Kehinde Olusegun Atoyebi, Oladotun Kabir Oduola


This study investigated empirically the effect of oil price on inflation and exchange rate. The study spanned 1980-2020. A time series data was employed and it was sourced from World Bank Development Indicator (WDI),2021.  A Pre-estimation was conducted using descriptive statistics to examine the characteristics of the pair of variables in the model. The study showed that oil price, exchange rate and inflation rate are all significant at 5% level, it then moves further to conduct the unit root test to determine whether the series is stationary or not, in order to avoid spurious regression results. This is done by using Augmented Dickey Fuller’s test and it is found that oil price and exchange rates are stationary at first difference while inflation rate is stationary at levels. This justifies the use of short run autoregressive lag model; a bound test as a post estimation technique. The study found that there is no cointegration among the pairs of variables in the model and that a short-run relationship exists between oil price, inflation and exchange rate in Nigeria.
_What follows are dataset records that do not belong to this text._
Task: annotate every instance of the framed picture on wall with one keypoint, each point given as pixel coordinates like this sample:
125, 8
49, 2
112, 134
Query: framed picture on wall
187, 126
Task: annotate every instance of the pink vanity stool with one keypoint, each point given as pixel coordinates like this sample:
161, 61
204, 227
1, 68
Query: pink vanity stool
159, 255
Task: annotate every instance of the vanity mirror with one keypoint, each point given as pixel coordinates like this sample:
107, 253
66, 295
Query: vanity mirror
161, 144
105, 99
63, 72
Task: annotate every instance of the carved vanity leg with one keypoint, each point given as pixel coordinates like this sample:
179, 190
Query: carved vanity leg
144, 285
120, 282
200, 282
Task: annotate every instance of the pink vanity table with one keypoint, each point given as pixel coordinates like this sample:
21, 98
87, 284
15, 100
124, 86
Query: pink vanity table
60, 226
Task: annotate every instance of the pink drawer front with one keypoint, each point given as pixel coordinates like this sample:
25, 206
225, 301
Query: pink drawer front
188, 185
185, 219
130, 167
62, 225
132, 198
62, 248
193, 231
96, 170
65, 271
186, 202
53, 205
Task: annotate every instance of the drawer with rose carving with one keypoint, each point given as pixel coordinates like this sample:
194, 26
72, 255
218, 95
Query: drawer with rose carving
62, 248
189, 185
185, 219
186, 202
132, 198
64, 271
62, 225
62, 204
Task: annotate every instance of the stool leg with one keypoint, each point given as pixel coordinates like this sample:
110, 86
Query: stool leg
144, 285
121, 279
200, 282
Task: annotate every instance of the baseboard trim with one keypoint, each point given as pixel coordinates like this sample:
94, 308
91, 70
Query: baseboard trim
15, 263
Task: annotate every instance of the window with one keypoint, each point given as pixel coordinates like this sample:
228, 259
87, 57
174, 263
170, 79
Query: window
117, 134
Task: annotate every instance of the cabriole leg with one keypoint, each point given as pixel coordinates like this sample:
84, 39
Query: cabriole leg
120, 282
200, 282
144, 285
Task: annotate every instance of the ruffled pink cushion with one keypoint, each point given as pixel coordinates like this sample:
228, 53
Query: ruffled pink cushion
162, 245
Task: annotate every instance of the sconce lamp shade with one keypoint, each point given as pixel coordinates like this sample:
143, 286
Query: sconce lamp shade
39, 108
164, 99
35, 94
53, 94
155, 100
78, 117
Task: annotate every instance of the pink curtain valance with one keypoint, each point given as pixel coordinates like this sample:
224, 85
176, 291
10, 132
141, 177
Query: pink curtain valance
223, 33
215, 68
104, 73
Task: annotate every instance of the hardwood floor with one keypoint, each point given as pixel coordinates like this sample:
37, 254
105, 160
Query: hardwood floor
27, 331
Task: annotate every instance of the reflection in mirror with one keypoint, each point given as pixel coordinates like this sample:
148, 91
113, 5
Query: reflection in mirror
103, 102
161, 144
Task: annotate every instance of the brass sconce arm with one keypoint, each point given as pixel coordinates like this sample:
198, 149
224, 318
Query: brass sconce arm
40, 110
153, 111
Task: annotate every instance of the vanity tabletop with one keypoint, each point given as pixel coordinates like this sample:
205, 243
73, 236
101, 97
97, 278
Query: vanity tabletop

The short-run autoregressive model result in table 5.4 also revealed that the R-squared, which is the coefficient of determination, explains that a one percentage change in oil price accounts for approximately 97% variation in inflation and exchange rate. The study therefore recommends that since the oil price is a strong determinant of the variation in inflation and exchange rate, the government should concentrate on diversifying our economy.


oil price, inflation rate, exchange rate, ARDL.